Renault has turned the car’s anniversary into a year-long celebration with different initiatives. For instance, the brand launched a global social media campaign, posting a variety of content each month and international media were given the opportunity to take a ride in different historic Renault 4L models, some of which have been retrofitted with a 100% electric engine.
The celebrations are set to continue, as other surprises are in store for the rest of the year.
Today we are turning our attention to the second initiative in the programme for this year. It’s called the Suite N°4 and Renault has worked with French designer Mathieu Lehanneur to completely redesign the 4.
“The collaboration with Mathieu Lehanneur was a natural fit.” said Arnaud Belloni, Renault Brand Global Marketing Director. “We asked him to come up with a concept car showcasing his vision for the 4L. The finished product was extraordinary. A car which really encapsulates everything the brand has set out to achieve through the Renaulution strategic plan: create modern and innovative cars that provoke emotions.”

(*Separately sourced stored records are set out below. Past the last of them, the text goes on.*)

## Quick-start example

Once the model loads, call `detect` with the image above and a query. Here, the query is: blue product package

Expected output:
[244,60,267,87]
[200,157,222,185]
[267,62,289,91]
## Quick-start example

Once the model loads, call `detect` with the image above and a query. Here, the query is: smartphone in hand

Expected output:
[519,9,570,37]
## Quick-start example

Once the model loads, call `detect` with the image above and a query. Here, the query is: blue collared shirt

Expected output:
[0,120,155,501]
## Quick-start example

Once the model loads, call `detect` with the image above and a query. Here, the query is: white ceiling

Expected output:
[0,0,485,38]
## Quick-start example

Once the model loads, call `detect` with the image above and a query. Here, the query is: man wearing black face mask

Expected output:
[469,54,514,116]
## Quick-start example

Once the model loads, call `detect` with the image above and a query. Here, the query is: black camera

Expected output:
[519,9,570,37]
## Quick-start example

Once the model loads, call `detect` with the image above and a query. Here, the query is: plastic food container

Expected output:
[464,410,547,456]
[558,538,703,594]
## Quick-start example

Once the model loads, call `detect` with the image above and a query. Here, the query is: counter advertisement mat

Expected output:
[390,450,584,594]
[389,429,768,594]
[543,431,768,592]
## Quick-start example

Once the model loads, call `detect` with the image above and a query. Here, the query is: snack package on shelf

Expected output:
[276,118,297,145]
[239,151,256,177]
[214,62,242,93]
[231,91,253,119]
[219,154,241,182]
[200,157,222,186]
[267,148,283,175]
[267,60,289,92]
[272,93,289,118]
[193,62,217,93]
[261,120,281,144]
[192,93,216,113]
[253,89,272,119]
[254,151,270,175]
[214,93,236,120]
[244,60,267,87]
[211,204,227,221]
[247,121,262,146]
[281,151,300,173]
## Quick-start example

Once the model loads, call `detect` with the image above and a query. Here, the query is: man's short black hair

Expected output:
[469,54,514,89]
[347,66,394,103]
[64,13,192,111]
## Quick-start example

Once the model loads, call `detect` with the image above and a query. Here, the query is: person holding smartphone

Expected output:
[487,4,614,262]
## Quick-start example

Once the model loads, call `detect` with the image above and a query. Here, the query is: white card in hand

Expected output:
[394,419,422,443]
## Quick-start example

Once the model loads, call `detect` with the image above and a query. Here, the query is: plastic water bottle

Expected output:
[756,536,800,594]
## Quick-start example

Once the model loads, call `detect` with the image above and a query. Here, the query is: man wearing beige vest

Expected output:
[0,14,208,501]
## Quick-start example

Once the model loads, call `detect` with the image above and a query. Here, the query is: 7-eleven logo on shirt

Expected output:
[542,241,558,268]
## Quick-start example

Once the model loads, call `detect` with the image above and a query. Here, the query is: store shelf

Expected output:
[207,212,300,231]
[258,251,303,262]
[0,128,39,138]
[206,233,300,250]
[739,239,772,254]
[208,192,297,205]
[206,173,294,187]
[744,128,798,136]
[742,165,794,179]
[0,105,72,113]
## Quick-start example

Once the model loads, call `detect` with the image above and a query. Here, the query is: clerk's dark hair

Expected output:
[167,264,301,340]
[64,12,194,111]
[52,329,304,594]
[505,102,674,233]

Mathieu Lehanneur’s vision was influenced by the parallel worlds of automobile and architecture. Renault SUITE N°4 is a tribute to the 4L, channelling the same pure, understated and simple spirit while prioritising efficiency and spontaneity.
“SUITE N°4 opens the door to a new kind of mobility that strives to make people live experiences. I wanted to merge the worlds of cars and architecture to create an open-air hotel room. Even better than the finest palatial suite, the car is exactly where you want it to be, whether that’s by the sea, in the middle of a field or driving around the city you’ve always dreamed of.” says designer Mathieu Lehanneur.
SUITE N°4 retains the same exterior dimensions and lines as the iconic model but comes with a twist. The rear section and the hatch have been replaced with polycarbonate windows that provide lighting on a par with that of an artist’s studio. The transparent solar panels that sit on the roof let light through while helping to charge the battery of the car, which has been retrofitted and now fully electric.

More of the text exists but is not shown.